Par ailleurs, les PGE (prêts garantis par l’État) ont, dans certains cas, été accordés sans besoin. Et dans d’autres, ils ont aggravé l’endettement déjà élevé de certaines entreprises.

Quant aux effets positifs du chômage partiel, dont les mesures ont été salutaires pour conserver le lien entre entreprises et emplois, ils vont être ternis à l’automne par la réduction des allocations chômage… au moment même où l’on aura, au contraire, besoin de relancer le pouvoir d’achat !

Un autre aspect du plan de relance encourt la critique : il est trop axé sur l’offre, c’est-à-dire sur les entreprises, et pas assez sur la demande, c’est-à-dire le pouvoir d’achat.

C’est bien de soutenir l’investissement des entreprises, mais encore faut-il qu’il y ait une demande en face. Et le soutien à l’investissement prend du temps, surtout quand c’est toute l’économie mondiale qui a été ralentie, entraînant ruptures d’approvisionnement en matières premières et produits manufacturés, augmentation des prix de celles-ci et spéculations boursières. Le CAC 40, l’indice de la bourse de Paris, n’était-il pas au plus haut à 6 649 points, jeudi 17 juin dernier ? L’un des niveaux les plus élevés de ces 20 dernières années!

C’est le pouvoir d’achat qui est la pierre angulaire d’une relance rapide. Une des clés de la réussite de la relance réside dans la dépense des ménages.

Relancer la consommation permet de diminuer l’épargne, de faire repartir l’économie et, ensuite, cela stimule l’investissement. C’est dans ce sens qu’il faudrait agir.

On nous parle d’une épargne accumulée depuis le début du premier confinement, estimée à 150 milliards d’€. Mais elle ne concerne pas tous les français et elle constitue avant tout une épargne « de précaution ».

Nous devrions plutôt revaloriser certaines allocations sociales, et favoriser l’augmentation du pouvoir d’achat des « premiers de corvée », des personnels hospitaliers ou des agents des services à la personne, sans exception, ainsi que des livreurs « uberisés »…

Ces derniers nous montrent chaque jour un peu plus, combien le secteur informel est arrivé chez nous aussi, et s’y développe. Ce sont des activités qui constituent, dans les pays « pauvres », un secteur essentiel pour la survie d’une partie de la population. Comment croyez-vous que des personnes « sans-papiers » ont survécu en France pendant toute cette période ?

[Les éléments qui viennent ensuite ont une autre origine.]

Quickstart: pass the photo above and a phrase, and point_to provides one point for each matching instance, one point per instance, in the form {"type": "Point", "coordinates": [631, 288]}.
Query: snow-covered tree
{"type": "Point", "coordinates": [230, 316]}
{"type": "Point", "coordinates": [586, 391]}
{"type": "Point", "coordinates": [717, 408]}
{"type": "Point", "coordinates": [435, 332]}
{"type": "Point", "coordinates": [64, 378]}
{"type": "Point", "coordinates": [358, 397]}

En fermant les yeux sur cette réalité, nous sommes devenus complices du développement de cette pratique.

Toutes ces catégories sociales n’épargnent pas, elles n’en ont pas les moyens. Elles dépensent par nécessité.

Nous le mesurerons plus tard : cette pandémie aura encore plus creusé les écarts de richesses entre nos concitoyens ; de plus en plus de personnes tombent en-dessous du seuil de pauvreté. Il suffit de rendre visite aux associations caritatives, comme j’ai pu le faire, pour s’en rendre compte.

Enfin, reste la dimension écologique de ce plan, et en ce domaine je porte également un regard critique.

Tout d’abord, le chèque européen de 30 milliards ne commencera à être distribué qu’à l’automne prochain. S’il est bien de mettre l’accent sur les mesures tournées vers l’innovation ou le développement de nouvelles technologies non émettrices de CO2, comme le plan hydrogène par exemple, pourquoi en revanche ne pas le mettre plus significativement sur la rénovation thermique de l’habitat ?

Nous avons pris beaucoup de retard en ce domaine et, nous devrons être économes demain en consommation d’espaces bâtis ! Si nous devons moins construire, il faut plus rénover. Et il est plus facile d’interdire immédiatement la construction que de rénover rapidement l’habitat ! Cela aussi constitue un facteur d’inégalités et d’injustice. Les prix de l’immobilier ont déjà repris leur marche en avant rendant, malgré des taux bancaires faibles, l’accès à la propriété de plus en plus difficile, et faisant de certains, des locataires à vie.

Comme vous pouvez le constater, il convient d’adopter sur ce plan de relance une lecture « politique », et c’est toute l’ambition de ce billet.

Derrière les chiffres et les annonces se cachent une réalité qui montre que le monde d’après ressemble en fait encore trop souvent… au monde d’avant.